Emerson died on 10 March 2016 in Santa Monica, California, where he had been living since the mid 1990s, of suicide by a gunshot wound to the head. The medical examiner’s report, following an autopsy, concluded that Emerson had also suffered from heart disease and from depression associated with alcohol. His body was found at his Santa Monica home. According to Emerson’s partner Mari Kawaguchi, Emerson had become “depressed, nervous and anxious” because nerve damage had hampered his playing, and he was worried that he would perform poorly at upcoming concerts and disappoint his fans.

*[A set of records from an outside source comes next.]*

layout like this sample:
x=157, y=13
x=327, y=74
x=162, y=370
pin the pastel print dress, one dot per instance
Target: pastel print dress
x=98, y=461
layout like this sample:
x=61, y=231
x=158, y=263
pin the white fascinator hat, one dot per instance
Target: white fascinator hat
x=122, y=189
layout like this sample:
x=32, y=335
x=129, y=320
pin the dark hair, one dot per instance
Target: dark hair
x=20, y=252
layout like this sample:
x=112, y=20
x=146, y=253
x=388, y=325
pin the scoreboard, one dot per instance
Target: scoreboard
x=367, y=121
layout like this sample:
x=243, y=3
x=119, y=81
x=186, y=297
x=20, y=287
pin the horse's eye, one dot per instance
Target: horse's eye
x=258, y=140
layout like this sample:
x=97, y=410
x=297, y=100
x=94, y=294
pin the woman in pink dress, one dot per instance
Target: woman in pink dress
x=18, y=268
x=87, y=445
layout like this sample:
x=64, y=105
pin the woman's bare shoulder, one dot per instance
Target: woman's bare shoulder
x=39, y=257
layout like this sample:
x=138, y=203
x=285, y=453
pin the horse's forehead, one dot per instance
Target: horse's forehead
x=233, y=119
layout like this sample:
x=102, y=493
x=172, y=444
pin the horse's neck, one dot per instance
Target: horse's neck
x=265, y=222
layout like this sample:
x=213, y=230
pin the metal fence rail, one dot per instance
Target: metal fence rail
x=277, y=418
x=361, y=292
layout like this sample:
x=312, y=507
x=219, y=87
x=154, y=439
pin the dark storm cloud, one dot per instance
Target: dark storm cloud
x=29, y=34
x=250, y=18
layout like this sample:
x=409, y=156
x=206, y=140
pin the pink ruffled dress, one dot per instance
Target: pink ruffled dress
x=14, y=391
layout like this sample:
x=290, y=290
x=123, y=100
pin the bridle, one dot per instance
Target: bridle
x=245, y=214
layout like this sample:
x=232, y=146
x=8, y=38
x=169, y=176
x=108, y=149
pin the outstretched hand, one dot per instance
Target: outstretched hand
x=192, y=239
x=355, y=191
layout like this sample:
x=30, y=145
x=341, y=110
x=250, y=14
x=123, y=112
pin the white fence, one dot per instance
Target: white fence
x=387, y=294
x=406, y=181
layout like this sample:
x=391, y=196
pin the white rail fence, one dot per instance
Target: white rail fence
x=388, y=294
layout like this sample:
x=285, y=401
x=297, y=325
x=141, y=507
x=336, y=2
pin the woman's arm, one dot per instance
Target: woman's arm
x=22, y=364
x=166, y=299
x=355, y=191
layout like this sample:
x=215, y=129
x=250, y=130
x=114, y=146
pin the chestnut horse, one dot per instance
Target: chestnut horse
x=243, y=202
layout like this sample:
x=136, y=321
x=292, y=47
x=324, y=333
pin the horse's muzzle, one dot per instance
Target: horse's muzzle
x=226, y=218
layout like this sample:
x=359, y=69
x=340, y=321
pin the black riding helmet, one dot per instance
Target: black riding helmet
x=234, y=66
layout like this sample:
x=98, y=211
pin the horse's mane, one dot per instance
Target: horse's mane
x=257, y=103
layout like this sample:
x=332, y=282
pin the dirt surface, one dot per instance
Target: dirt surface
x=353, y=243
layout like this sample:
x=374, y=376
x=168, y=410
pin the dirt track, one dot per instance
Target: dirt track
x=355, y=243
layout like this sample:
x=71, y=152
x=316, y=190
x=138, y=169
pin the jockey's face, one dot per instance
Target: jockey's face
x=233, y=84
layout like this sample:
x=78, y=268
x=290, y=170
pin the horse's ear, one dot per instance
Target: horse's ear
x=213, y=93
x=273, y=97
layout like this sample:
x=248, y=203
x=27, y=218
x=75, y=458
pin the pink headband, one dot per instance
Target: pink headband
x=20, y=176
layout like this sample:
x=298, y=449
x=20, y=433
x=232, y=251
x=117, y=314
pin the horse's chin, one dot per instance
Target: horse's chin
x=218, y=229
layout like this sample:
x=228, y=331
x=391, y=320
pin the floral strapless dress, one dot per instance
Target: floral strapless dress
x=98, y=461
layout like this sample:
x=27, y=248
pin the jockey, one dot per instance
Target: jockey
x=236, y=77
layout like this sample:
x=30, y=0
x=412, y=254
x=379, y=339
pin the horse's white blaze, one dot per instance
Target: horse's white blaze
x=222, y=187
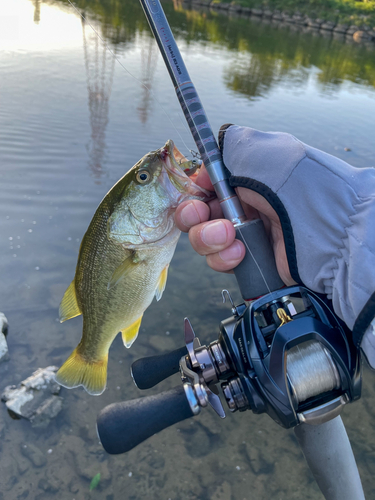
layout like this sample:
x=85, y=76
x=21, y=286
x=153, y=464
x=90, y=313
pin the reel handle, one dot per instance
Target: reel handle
x=147, y=372
x=123, y=426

Keith Emerson was the Jimi Hendrix of keyboards

Emerson had a unique playing style as he would sometimes reach into the interior of his piano and hit, pluck or strum the strings with his hand. He said that as a keyboard player, he hated the idea of being “static” and that to avoid it, he “wanted to get inside the piano, brush the strings, stick Ping-Pong balls inside.” Magnificent “Take a Pebble” included Emerson strumming the strings of his piano as if he were playing an autoharp. In the Nice’s 1968 live performance of “Hang on to a Dream” on the German television program Beat-Club (later released on DVD in 1997), Emerson can be seen and heard reaching inside his grand piano at one point and plucking its strings.

In addition to such experimentation, Emerson also incorporated unique musical stylization into his work. Emerson is recognized for having integrated different sounds into his writing, utilizing methods of both horizontal and vertical contrast. Horizontal contrast is the use of distinct styles in a piece of music, combined by alternating between two different segments (most frequently alternating classical and non-classical); this technique can be seen in numerous works, such as “Rondo,” “Tantalising Maggie,” “The Thoughts of Emerlist Davjack” and others.
Keith was quite unique in the way he straddled rock, jazz and classical IMHO. Probably why he never got full credit from the purists in all three of those worlds.